The structural analysis of PYCR1 manifests that the K71 is the key point at the NAD (P) H binding domain and that K228 is located in the dimerization domain. We speculate that mutation of K71 may lead to the decrease of NAD (P) H binding, thus reducing the activity of PYCR1. Since K71R and K71Q showed the same change of enzymatic activity (Figure 5D, E), K71 is likely not the major acetylation site to regulate PYCR1 enzymatic activity. In humans, the monomers of PYCR1 form a decamer to activate its enzymatic activity [5]. Deacetylation of K228 increased the formation of decamers and the enzymatic activity of PYCR1, whereas acetylation significantly impaired the polymerization of PYCR1 and reduced the enzymatic activity of PYCR1 (Figure 6B). K228 maintains deacetylation status in tumor cells, allowing the polymerization of PYCR1 and eventually forming the active form of decamers to biosynthesize the required proline, satisfying the needs of tumor cells to grow rapidly. When an acetyl group binds to the K228 site, it neutralizes the positive charge of the site and changes the charge characteristics of the dimerization domain (Figure 6A). As a result, the dimer becomes unstable and the formation of decamers is disturbed, which is the reason why acetylation reduces the enzymatic activity of PYCR1. As PYCR1 plays a pivotal role in proline biosynthesis and tumor cell proliferation, the acetylation of PYCR1 at K228 may result in the decrease in the amount of proline and the inhibition of tumor cell growth. These results indicate that the K228 site of PYCR1 may be a potential therapeutic target for cancer.

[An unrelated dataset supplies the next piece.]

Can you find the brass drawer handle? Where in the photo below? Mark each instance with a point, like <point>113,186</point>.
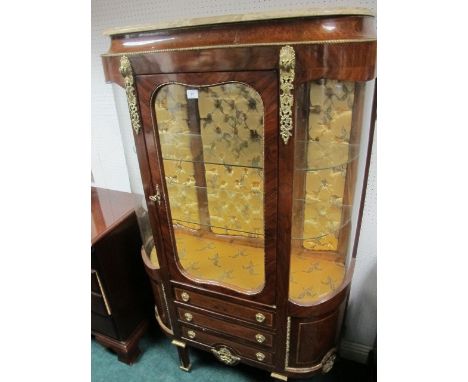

In general, our findings prove that SIRT3 and CBP participate in the regulation of proline metabolism through acetylation/deacetylation of PYCR1 and affect tumor cell growth by targeting the K228 site of PYCR1, thereby providing a new option for cancer treatment.

Financial Support

This work was supported by grants from National Natural Science Foundation of China (81671389, 81874147, 81621063, 81471405) and Innovative Fund for Doctoral Students of Peking University Health Science Center (2018).